Васёнка голову опустила, замерла, судьбы ожидаючи.

— Ладно, добрая, — сказал парень, будто её успокаивая, — свет не велик — свидимся! — Услышала Васёнка, как шаркнули по траве сапоги, гуднула земля от тяжёлых шагов. Пришла в себя, схватилась крикнуть вслед: «Гужавина я! Кузнеца Гаврилы дочь!» — а голоса как не было.

Домой шла Васёнка, будто поцелованная. Сказать бы кому! А кому такую важность поверишь? И радость не в радость, когда про себя. Увела Зойку на крыльцо, обняла.
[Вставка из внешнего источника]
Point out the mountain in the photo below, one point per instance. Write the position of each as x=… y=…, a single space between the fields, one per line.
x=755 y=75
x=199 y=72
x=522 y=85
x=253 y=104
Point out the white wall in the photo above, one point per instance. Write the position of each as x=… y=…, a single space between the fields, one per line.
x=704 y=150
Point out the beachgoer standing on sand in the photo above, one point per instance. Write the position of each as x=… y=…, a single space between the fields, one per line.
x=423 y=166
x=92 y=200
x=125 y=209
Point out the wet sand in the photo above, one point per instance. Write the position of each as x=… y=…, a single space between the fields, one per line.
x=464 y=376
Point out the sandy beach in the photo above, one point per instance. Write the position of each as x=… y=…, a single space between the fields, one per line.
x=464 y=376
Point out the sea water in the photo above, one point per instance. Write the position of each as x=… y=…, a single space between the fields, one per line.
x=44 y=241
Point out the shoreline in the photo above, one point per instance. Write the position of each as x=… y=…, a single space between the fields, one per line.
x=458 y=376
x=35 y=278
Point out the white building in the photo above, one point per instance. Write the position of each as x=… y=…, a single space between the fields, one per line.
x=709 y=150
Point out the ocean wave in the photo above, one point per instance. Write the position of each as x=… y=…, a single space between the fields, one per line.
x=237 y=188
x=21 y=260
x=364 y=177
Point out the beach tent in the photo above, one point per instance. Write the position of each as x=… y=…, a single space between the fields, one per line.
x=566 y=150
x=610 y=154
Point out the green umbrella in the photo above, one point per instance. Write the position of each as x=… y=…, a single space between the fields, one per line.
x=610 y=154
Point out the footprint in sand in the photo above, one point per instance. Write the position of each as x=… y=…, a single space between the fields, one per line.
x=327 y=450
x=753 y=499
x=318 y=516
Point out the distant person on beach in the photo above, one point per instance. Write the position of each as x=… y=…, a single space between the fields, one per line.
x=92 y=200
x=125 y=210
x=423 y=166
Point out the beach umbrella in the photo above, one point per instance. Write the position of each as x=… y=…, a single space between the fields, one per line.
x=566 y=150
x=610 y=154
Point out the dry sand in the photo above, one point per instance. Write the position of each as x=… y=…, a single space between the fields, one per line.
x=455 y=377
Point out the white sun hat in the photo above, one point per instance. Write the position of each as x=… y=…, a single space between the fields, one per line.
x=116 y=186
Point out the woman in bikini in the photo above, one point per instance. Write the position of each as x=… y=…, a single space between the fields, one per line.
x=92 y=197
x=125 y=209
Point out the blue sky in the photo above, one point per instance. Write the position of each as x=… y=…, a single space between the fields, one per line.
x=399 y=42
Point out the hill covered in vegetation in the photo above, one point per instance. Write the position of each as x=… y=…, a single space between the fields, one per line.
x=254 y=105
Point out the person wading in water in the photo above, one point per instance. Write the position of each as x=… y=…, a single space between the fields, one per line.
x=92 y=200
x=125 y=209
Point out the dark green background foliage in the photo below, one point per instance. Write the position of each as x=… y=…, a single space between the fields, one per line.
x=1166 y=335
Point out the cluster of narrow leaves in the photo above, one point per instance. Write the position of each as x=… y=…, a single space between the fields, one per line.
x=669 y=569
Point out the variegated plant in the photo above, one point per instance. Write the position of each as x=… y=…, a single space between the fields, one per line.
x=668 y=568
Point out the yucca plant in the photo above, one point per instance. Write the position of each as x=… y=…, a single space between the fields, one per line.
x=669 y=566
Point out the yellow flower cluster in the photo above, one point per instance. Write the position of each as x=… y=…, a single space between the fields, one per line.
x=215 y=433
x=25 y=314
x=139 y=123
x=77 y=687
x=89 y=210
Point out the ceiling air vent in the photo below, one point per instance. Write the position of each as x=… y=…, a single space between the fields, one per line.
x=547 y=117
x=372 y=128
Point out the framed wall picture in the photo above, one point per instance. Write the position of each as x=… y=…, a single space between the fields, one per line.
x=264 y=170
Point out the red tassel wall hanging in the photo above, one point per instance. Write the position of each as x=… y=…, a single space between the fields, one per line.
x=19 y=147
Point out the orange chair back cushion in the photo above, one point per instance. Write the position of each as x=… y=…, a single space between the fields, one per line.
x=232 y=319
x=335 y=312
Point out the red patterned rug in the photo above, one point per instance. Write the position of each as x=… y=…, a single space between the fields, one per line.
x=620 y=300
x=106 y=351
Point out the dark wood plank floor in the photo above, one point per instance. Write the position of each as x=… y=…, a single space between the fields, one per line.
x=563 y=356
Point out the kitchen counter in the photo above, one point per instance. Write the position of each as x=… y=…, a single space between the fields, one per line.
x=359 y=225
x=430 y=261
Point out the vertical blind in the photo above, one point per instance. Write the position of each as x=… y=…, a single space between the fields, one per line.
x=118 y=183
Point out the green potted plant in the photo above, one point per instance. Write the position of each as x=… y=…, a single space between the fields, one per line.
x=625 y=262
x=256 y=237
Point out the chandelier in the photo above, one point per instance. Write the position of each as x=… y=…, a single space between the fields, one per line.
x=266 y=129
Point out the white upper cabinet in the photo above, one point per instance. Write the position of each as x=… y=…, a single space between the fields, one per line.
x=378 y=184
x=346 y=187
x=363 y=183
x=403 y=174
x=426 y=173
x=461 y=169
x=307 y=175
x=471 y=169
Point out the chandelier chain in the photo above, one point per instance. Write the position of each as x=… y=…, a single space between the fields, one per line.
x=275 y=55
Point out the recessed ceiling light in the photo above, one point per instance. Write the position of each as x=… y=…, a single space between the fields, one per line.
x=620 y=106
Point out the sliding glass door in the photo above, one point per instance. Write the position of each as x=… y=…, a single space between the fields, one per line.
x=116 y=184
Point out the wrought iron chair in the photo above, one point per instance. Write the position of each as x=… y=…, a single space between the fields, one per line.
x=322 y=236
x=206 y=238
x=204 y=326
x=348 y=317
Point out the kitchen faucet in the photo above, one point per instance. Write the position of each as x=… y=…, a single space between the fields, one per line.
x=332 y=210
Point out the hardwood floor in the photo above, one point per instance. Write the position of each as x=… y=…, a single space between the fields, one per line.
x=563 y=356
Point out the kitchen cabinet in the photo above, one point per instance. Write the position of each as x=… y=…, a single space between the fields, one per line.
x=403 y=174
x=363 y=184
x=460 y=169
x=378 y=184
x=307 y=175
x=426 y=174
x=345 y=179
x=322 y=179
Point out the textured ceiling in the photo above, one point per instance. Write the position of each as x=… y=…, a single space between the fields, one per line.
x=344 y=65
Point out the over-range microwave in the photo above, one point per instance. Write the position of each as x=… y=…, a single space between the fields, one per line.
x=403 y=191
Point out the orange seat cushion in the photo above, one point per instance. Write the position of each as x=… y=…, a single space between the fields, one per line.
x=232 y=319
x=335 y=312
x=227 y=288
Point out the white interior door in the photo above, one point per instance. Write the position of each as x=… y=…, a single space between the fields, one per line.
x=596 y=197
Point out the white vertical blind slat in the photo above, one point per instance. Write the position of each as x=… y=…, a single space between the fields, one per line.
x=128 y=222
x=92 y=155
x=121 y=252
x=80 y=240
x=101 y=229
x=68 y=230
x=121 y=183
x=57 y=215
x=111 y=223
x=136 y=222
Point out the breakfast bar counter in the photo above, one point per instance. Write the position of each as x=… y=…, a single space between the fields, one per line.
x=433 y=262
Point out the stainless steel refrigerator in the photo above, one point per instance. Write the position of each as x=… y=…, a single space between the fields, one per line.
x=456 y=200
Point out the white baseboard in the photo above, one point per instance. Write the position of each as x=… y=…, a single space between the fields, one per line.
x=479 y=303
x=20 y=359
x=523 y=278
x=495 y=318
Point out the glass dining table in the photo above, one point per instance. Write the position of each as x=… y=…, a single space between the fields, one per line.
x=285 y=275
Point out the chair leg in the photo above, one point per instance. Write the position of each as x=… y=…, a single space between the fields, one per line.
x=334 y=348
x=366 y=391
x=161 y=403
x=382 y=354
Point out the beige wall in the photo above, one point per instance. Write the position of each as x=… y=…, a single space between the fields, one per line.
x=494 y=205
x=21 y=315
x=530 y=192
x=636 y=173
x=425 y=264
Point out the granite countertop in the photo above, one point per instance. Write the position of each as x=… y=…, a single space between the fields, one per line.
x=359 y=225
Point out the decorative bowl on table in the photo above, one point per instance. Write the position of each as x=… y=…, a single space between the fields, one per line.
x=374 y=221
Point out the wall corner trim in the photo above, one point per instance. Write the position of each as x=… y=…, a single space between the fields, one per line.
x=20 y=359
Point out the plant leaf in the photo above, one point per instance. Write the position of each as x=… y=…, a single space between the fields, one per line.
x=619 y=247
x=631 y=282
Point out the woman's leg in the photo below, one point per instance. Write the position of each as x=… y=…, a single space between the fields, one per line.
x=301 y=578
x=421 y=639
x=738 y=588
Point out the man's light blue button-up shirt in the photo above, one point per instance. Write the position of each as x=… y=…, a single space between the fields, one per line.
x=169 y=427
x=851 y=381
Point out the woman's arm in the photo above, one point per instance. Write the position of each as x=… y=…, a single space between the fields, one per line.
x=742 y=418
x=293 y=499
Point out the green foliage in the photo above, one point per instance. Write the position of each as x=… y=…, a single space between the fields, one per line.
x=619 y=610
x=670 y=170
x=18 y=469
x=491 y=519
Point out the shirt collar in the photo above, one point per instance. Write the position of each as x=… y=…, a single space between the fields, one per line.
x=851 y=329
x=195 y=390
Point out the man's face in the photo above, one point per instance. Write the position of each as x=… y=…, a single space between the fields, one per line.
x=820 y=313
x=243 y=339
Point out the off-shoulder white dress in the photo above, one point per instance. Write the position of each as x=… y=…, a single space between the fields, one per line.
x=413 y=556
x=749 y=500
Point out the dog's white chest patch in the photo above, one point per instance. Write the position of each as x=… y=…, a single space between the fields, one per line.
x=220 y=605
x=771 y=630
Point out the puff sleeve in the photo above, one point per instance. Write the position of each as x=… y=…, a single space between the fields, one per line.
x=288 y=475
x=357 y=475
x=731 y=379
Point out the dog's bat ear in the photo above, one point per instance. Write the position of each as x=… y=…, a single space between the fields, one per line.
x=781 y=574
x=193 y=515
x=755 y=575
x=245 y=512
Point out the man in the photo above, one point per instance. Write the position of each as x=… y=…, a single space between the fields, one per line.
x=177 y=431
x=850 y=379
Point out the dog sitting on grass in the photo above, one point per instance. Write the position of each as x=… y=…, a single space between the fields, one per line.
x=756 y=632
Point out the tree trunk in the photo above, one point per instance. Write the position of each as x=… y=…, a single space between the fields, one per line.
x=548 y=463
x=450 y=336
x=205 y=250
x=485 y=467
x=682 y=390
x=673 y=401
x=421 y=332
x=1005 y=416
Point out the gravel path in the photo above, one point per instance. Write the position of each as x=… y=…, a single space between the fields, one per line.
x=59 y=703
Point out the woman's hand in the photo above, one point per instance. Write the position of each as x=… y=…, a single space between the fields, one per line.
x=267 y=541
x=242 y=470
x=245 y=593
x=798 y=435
Сготовилась шепнуть словечко и затомилась. Сказала, будто чужую новость:

— Парень тут ходит, такой чумазый. На цыгана похож. Не знаешь чей?

Зойка поскребла коленку, деловито осведомилась:

— Такой вот, раскосый?..

— Он, он, — радостно вскрикнула Васёнка и в страхе почувствовала, как в полымя обратилось сердце. Ладно ещё тёмки на дворе. Хоть и летние, а всё же тёмки…

Зойка смирненько подождала, когда Васёнка успокоится, раздумчиво сказала:

— Знаю. Тётки Анны Разуваевой парень. Летось вернулся с отъезда. А работает в новом эмтээсе. А зовут его… — Зойка помедлила и, растягивая сверкающее и оглушающее Васёнку слово, пропела: — Зовут его Макар…

Зойка повертела головой, сказала, как будто обижаясь:

— Что это ты мне плечи жгёшь? Волдыри вот вскочут!

Васёнка, не узнавая себя в радости, сдавила Зойку и зацеловала её хитрое лицо. Зойка вылезла из Васёнкиных объятий, приглаживая за ушами волосы, со вздохом спросила:

— Записочку шесть, что ли?

— Ой, что это? — спохватилась Васёнка. — Ишь чего надумала! И не говори! И не думай!

— А я не думаю. Я знаю… И ты не бойся. Снесу и — как копеечку в колодец, никто не достанет!

Записки Васёнка не послала. А на Туношну с того дня бегала каждый вечер. И глядела на луг, на речку, на ту сторону, откуда объявился чумазый парень. Чумазый не шёл. И летние зори угасали в пустой непотревоженной воде.